Bloomberg took the oath of office less than four months after the attacks on Sept. 11, 2001. Following a controversial election season in which he ended his lifelong affiliation with the Democratic Party to run as a Republican and spent $73 million out of pocket on his campaign, Bloomberg faced a city that had been physically and economically scarred like never before.
When Lehman Brothers filed for bankruptcy in 2008, and one of New York’s most important industries — as a job creator and a tax generator — seemed to be on life support, he again faced one of the toughest crises the city had ever seen. Nothing he did seemed right. Abandoning the banks would have caused unknown financial damage to the city. Offering assistance led to claims that Bloomberg was in bed with his former colleagues. He ignored his critics and followed what he believed would be the best path for the city: focusing on strengthening the economy while creating jobs and improving the environment.

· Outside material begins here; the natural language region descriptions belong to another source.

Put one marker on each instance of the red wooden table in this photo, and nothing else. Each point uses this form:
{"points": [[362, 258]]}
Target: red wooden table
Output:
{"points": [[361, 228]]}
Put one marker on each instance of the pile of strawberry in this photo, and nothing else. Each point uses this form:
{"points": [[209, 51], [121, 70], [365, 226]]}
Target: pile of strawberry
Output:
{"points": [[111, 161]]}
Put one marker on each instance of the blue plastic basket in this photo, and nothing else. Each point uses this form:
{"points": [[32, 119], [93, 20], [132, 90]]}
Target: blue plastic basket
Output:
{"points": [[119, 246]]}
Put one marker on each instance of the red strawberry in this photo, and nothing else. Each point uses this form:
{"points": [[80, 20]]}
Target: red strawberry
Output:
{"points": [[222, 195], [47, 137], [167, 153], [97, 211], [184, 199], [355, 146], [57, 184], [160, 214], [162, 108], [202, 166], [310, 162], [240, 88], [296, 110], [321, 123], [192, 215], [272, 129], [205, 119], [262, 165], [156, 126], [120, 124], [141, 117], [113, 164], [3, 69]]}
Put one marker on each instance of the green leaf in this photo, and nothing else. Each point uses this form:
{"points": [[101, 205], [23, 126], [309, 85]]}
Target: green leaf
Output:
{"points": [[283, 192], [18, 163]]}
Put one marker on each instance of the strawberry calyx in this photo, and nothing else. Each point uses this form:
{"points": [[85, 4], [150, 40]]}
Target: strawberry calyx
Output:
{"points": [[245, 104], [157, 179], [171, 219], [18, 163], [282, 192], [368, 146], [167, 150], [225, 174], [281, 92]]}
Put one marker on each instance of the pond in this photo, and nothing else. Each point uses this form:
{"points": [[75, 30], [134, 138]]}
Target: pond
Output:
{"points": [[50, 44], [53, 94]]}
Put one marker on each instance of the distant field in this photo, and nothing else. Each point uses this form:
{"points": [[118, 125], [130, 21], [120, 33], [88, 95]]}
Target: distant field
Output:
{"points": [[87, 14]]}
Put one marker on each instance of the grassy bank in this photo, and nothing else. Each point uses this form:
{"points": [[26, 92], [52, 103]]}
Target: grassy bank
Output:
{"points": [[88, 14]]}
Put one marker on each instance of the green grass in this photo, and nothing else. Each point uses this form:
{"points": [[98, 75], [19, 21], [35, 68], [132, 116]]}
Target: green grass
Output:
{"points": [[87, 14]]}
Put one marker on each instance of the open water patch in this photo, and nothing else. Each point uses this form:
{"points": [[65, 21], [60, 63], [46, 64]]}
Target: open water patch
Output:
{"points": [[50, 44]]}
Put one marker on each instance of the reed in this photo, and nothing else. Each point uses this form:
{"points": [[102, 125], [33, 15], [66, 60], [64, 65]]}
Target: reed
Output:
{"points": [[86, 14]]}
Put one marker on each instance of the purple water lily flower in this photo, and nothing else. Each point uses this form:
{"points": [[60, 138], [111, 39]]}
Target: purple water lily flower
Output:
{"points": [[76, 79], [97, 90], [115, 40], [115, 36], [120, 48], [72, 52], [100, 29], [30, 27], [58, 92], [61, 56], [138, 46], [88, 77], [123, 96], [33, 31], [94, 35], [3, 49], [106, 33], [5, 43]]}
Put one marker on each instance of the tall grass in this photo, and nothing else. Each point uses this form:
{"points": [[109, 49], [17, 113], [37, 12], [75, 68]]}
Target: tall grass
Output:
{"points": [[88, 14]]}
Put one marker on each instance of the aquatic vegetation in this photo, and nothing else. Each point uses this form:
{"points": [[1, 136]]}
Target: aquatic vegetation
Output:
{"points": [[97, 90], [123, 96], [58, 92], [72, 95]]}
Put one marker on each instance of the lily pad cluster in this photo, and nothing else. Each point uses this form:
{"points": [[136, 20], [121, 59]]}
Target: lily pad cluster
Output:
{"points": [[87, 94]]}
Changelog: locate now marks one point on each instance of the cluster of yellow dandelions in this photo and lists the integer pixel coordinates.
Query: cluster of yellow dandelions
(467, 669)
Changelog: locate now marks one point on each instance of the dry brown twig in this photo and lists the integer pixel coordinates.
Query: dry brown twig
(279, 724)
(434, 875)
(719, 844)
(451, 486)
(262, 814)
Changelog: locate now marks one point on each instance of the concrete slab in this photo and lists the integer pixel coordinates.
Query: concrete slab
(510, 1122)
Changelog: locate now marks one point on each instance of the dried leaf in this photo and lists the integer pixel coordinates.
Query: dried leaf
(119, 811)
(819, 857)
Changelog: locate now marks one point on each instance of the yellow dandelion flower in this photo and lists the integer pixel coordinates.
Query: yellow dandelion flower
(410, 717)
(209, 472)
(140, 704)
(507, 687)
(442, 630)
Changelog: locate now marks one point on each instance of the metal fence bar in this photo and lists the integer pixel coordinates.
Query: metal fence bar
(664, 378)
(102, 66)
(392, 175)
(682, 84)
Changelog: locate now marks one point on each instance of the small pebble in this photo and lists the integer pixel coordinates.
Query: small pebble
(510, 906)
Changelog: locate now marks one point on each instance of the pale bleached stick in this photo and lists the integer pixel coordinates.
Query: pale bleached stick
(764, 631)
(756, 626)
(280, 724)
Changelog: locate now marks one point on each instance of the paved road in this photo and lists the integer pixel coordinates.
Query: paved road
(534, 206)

New York’s economy is now thriving, and Bloomberg is leaving office with high approval ratings. But the mayor argues that his greatest accomplishments aren’t the economic renaissance or the record-low crime rate.
“There are many things we have achieved that I am proud of, but one of the most important to me is that life expectancy in New York City has grown three years since I took office in 2002 and is now 2.2 years greater than the national average,” he says.
He attributes this dramatic increase in part to the smoking ban he instituted as one of his first acts as mayor. This ban served as a preview of what was to come for Bloomberg’s next decade in office. When he first ordered cigarettes out of all bars and restaurants, many said it would economically damage these establishments. More importantly, some said, it was an egregious example of the government telling adults what they should do.